Yeah, I'd like to have at least of chance of attempting a skill roll even if I'm under the requirement - I mean even if I have a 5 in Small Guns, I can at least attempt to shoot the frakkin gun.
This came up in another topic dealing with minigames in general, but I'd like to see something where your chance of success/fail was determined by your character skill, but where a minigame could help mitigate some of the penalties (ie, a mini-game that only creates the illusion that you're really affecting the outcome.)
Like if Hacking a terminal was more about trying to reconstruct the damaged code, dragging information out of corrupted sections, etc. Success or fail would be determined at the beginning of the mini-game without the player knowing the outcome (and possibly a countdown timer set with respect to what degree you passed or failed.) Doing very well in the mini-game while failing the skill roll might not grant you access to any options (like controlling turrets) but could give some garbled segments of any information contained in the terminal (with how garbled the information is corresponding to how well you did in the mini-game, as well as your skill level.)
Character skill would still be the primary factor for determining success, with the minigame just being for mitigating some of the penalties if anything.
Or more on-topic: how well you perform the "Medicine" mini-game helps with adding extra hitpoints to your success (with the range of hit points possible being determined by your Medicine skill and how well you passed the skill check.) Failing the skill check means that even doing incredibly well in the mini-game would only give you a couple hitpoints at best, while doing terrible at the mini-game could give you a critical failure.

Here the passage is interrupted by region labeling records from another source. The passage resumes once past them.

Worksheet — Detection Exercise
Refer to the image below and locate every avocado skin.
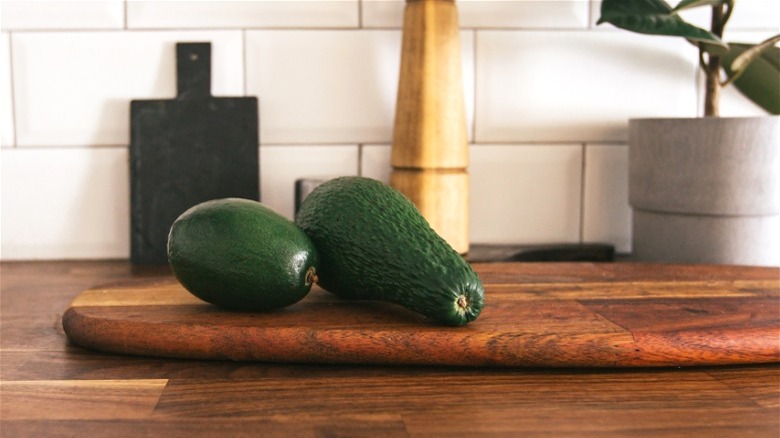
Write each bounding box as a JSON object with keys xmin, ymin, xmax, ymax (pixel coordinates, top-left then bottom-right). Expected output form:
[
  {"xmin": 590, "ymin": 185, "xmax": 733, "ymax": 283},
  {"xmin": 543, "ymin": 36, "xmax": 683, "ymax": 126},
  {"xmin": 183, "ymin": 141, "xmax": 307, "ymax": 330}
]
[
  {"xmin": 168, "ymin": 198, "xmax": 318, "ymax": 311},
  {"xmin": 295, "ymin": 177, "xmax": 484, "ymax": 326}
]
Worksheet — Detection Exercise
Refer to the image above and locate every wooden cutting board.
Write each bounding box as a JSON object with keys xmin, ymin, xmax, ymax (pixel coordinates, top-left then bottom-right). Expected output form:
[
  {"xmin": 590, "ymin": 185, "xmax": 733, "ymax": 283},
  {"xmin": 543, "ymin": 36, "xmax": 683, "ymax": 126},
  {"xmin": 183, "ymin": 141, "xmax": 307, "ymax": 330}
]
[{"xmin": 63, "ymin": 263, "xmax": 780, "ymax": 367}]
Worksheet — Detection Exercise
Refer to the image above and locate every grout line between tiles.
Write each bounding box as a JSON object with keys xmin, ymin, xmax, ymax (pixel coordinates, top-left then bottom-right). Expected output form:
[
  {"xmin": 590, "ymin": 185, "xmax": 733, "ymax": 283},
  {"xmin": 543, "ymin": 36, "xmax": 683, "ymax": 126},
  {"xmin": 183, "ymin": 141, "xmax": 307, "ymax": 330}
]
[
  {"xmin": 357, "ymin": 143, "xmax": 363, "ymax": 176},
  {"xmin": 241, "ymin": 29, "xmax": 247, "ymax": 95},
  {"xmin": 579, "ymin": 143, "xmax": 587, "ymax": 243},
  {"xmin": 471, "ymin": 30, "xmax": 479, "ymax": 143},
  {"xmin": 357, "ymin": 0, "xmax": 363, "ymax": 29},
  {"xmin": 8, "ymin": 32, "xmax": 19, "ymax": 148},
  {"xmin": 122, "ymin": 0, "xmax": 129, "ymax": 30}
]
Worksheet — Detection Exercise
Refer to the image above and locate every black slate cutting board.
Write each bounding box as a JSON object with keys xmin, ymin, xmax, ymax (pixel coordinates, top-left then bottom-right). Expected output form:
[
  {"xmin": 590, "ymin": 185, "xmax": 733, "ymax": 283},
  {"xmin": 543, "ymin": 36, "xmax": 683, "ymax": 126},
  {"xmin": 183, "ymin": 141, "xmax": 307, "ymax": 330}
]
[{"xmin": 130, "ymin": 43, "xmax": 260, "ymax": 264}]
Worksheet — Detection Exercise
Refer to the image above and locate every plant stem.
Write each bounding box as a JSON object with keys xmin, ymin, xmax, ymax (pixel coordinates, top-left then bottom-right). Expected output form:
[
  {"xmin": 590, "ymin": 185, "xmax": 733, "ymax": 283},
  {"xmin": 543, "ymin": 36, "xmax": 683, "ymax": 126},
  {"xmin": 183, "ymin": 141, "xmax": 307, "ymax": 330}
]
[{"xmin": 699, "ymin": 3, "xmax": 731, "ymax": 117}]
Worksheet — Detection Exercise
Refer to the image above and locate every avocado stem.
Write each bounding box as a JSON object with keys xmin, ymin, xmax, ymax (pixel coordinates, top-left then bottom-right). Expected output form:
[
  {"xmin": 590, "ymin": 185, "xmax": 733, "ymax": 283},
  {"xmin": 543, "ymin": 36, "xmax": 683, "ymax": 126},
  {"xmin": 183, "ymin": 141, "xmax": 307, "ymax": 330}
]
[{"xmin": 305, "ymin": 266, "xmax": 319, "ymax": 285}]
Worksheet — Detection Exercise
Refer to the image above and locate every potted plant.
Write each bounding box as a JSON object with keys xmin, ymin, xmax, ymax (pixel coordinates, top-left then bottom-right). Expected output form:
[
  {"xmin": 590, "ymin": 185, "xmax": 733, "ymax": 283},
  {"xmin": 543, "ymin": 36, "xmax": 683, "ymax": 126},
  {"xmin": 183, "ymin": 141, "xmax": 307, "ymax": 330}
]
[{"xmin": 598, "ymin": 0, "xmax": 780, "ymax": 266}]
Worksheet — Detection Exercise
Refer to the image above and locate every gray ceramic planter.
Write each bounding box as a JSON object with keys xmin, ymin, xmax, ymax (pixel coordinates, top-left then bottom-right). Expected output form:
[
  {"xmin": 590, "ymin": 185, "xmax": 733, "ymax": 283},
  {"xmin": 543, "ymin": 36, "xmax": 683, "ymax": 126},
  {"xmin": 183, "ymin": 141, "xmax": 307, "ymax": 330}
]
[{"xmin": 629, "ymin": 116, "xmax": 780, "ymax": 266}]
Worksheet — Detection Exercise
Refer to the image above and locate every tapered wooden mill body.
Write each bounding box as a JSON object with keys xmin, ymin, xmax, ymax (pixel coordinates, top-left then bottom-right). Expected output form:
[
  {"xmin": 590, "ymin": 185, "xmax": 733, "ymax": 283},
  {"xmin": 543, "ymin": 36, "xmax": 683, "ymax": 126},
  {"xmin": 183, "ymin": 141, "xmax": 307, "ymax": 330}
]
[{"xmin": 390, "ymin": 0, "xmax": 469, "ymax": 254}]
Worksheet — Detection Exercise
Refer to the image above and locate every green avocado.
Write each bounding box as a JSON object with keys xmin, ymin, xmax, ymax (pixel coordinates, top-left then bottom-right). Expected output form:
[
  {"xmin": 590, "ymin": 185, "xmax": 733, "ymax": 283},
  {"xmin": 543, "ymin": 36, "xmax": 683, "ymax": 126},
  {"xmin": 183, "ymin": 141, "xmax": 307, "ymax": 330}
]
[
  {"xmin": 295, "ymin": 177, "xmax": 484, "ymax": 326},
  {"xmin": 168, "ymin": 198, "xmax": 318, "ymax": 311}
]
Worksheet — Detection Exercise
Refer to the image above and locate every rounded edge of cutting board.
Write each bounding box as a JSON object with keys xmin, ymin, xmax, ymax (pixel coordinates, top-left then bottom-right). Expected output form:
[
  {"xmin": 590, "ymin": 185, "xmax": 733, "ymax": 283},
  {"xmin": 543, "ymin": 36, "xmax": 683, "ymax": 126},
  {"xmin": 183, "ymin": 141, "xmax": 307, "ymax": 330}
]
[{"xmin": 62, "ymin": 266, "xmax": 780, "ymax": 368}]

(For example, if I have 100 Medicine, then the hitpoints I could recover from the mini-game would be, I don't know, 75-100 - with the maximum result being if I did perfect at the mini-game, and 75 if I completely messed up as bad as I could. Performing the same task with 5 Medicine would give me at max 5 or 10 hitpoints if I did it perfectly, and subtracting hit points from the target if I couldn't manage to do at least moderately well at the game. Or have that range of possible outcomes dependant on to what degree you succeeded or failed - ie, even with 5 Medicine I might get a lucky roll once in a while and be able to heal a lot of hitpoints that one time, and even with 100 Medicine I could get an unlucky skill check and I'd get a lesser result regardless of what I did in the mini-game.)
The point would be that character skill still actually determines your success at the skill check, and player skill would just take the place of the random element there. (It's not a new concept to have a first aid roll add say, 5-10 hit points on a succesfull roll - the success at the minigame would determine exactly how many points you recovered - character skill would still determine the success rate, however.)